Making a difference on campus
Tony Oppenheimer says having their collection based at a community college provides a unique opportunity to become part of the students’ lives.
"Many times, I’ve heard a number of them say not, 'I’ll meet you in front of the library,' but 'I’ll meet you in front of the rabbit,'" says Oppenheimer. "The rabbit is Barry Flanagan’s Hare and Bell, a huge bronze sculpture.
"Many of the students see it as their art. This is their campus art. And that’s wonderful for us, to feel like we made a difference."
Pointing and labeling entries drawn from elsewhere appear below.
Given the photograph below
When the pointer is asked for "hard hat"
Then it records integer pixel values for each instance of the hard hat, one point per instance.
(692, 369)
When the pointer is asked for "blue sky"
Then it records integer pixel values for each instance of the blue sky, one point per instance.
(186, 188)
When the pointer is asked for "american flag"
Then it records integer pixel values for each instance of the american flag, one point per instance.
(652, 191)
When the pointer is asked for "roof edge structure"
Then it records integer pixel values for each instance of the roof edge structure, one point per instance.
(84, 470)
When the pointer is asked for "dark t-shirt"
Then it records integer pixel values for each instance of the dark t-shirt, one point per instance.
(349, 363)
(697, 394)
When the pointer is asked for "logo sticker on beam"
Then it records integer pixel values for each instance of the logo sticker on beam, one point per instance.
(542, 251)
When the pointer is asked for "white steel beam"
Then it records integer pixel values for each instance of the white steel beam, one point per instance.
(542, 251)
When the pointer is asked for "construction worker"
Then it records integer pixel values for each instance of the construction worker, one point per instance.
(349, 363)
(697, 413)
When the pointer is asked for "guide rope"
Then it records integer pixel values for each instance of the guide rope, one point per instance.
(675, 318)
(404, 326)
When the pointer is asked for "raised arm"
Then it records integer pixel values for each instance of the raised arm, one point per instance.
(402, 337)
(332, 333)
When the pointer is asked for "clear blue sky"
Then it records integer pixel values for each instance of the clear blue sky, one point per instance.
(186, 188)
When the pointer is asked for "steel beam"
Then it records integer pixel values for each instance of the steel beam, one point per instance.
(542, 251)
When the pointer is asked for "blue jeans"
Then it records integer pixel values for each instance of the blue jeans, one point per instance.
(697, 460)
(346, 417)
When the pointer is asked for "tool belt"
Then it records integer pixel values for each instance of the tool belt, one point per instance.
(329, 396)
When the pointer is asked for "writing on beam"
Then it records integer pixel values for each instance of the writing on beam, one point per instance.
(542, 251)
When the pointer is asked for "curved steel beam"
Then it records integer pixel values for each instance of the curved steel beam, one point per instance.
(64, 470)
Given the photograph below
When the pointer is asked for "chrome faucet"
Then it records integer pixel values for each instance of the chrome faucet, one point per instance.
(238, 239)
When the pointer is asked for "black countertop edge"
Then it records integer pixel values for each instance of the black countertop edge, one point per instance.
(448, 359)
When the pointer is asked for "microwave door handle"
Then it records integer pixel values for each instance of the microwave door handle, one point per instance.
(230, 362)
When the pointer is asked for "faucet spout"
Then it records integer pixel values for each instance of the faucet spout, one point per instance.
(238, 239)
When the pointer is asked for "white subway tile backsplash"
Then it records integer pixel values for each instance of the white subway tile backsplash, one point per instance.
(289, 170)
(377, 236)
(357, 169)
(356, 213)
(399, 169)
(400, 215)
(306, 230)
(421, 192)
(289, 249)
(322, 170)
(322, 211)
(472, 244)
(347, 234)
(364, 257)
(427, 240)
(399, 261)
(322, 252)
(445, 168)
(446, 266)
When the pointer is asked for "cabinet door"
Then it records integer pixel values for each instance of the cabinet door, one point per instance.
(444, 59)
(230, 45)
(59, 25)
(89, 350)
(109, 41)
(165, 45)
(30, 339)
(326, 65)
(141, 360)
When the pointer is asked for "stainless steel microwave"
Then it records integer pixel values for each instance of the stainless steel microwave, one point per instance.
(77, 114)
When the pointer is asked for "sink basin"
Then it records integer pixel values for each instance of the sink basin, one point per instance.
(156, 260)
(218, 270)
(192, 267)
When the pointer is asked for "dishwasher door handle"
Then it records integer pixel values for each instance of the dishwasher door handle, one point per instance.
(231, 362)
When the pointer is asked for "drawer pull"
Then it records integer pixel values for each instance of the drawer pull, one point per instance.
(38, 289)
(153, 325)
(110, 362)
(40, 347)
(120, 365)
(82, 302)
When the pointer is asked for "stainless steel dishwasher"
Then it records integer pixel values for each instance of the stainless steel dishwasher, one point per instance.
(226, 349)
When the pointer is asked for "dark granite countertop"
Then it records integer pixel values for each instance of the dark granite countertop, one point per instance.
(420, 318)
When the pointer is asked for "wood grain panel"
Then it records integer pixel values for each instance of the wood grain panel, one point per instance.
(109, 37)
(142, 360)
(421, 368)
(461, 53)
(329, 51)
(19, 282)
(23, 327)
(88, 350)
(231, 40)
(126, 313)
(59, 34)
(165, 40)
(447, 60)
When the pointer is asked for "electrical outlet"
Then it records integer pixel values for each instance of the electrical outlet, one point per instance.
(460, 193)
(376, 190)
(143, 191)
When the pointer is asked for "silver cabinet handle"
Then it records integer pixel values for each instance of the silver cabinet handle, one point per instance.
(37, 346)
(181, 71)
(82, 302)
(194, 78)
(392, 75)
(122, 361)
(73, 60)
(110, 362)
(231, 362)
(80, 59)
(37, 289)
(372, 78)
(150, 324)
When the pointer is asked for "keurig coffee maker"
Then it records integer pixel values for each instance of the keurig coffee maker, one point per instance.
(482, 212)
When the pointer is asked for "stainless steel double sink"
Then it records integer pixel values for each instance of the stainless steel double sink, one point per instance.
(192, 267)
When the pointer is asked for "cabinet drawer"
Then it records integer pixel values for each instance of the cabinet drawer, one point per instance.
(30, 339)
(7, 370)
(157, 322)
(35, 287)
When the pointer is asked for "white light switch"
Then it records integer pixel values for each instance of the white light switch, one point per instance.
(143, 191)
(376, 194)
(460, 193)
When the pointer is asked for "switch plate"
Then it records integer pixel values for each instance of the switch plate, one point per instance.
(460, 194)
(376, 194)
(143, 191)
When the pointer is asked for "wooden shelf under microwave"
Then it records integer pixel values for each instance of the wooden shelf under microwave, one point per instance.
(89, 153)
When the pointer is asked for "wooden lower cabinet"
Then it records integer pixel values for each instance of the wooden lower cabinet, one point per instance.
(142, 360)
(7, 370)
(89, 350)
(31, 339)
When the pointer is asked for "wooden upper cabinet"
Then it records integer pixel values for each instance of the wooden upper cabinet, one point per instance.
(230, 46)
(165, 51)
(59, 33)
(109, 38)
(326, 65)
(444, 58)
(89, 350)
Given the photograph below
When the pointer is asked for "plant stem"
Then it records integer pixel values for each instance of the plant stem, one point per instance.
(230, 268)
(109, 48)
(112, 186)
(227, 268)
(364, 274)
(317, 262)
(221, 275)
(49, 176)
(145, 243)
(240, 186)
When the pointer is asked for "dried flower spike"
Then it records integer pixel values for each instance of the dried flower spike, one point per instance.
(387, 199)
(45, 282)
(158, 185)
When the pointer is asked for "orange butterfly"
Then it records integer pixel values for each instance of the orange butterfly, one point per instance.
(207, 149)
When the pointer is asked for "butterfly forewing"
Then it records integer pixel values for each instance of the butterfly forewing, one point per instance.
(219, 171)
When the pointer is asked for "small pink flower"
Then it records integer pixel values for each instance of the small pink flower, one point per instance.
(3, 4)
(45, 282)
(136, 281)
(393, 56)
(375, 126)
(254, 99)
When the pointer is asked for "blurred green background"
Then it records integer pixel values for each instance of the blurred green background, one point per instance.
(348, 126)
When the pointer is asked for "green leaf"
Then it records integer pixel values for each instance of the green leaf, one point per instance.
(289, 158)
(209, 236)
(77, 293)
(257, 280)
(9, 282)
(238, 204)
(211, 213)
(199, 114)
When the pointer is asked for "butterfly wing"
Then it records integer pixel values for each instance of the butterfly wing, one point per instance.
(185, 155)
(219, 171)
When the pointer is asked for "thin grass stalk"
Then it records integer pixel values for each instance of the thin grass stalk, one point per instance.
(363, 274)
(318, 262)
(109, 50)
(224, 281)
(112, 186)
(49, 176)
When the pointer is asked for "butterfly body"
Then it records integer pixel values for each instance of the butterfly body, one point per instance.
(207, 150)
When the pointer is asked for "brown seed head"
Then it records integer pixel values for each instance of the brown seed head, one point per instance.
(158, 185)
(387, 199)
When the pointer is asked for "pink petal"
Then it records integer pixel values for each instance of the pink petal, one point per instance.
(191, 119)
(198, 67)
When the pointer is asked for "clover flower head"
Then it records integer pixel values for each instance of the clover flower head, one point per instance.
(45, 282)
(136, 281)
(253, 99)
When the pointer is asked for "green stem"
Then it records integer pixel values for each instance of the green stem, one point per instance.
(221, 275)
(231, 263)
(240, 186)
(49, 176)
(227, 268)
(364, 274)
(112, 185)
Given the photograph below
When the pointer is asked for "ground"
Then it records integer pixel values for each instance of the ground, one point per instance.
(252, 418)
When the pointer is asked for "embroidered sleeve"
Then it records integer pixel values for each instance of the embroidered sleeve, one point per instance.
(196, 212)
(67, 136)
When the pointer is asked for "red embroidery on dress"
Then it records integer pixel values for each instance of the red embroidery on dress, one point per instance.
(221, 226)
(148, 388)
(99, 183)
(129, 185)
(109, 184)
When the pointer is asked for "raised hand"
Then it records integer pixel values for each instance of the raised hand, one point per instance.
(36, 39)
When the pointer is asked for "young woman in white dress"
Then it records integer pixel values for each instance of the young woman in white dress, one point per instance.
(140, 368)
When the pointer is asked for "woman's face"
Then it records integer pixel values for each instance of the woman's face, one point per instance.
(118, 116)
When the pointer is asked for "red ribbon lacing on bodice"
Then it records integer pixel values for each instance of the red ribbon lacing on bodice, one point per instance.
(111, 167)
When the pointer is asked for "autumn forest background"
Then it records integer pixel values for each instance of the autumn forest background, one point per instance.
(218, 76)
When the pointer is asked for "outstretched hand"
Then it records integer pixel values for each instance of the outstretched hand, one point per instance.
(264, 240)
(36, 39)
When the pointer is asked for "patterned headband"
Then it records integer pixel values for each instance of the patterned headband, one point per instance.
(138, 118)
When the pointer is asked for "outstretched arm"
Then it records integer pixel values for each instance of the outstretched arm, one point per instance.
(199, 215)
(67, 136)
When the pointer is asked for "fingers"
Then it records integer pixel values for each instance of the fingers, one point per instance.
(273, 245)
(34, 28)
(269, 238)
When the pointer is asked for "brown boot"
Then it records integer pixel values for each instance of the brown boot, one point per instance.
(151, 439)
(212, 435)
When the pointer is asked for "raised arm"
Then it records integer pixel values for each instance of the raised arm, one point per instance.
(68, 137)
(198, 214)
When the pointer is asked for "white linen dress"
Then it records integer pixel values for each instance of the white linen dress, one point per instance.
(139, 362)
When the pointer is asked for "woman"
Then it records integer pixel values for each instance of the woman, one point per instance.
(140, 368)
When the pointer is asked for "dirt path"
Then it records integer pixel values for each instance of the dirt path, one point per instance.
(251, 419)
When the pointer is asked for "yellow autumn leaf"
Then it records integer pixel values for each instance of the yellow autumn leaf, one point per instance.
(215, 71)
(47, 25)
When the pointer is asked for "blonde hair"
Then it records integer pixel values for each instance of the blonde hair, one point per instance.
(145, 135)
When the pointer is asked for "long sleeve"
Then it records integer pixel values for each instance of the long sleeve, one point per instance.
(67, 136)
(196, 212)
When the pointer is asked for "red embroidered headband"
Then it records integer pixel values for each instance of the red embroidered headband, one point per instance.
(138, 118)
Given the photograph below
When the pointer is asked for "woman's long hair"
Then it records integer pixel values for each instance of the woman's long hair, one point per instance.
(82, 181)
The Oppenheimer Collection now totals 153 works and counting, at an estimated value of more than $10 million dollars. It's also estimated about 1/3 of the works are from artists with ties to the Kansas City area.
Looking back and ahead to the next adventure
Marti Oppenheimer says there are no plans to stop adding to the collection. When they travel to art fairs, or artist studios - in Kansas City or other cities - she says it’s always a time of discovery.
"Whenever we’re with Bruce, we figure something might happen, because really, that’s what we do together and love, absolutely," says Marti.
To mark the 20th anniversary of the Oppenheimer Collection, the Nerman Museum is opening its gallery space, putting as many works as possible on display. This includes about 25 works that have never been on view, like new acquisitions from Dana Schutz, Nick Cave, Lonnie Powell, and Kent Michael Smith.
According to Hartman, it's a time to take stock: "This will be a moment for all of us where we continue to assess the collection, where we started, where we've been, where we are currently and where we want to go. And when I mentioned that we'd just acquired another piece (note: the day before our interview, they'd added work number 153 to the collection from a Kansas City gallery), that's the future.
"When you talk to artists and you say,'What's your favorite piece?" and they always say the one they're working on right now. And I think if you say to Tony and Marti and me - we'd all say, 'It's what we're going to acquire next because that's the adventure."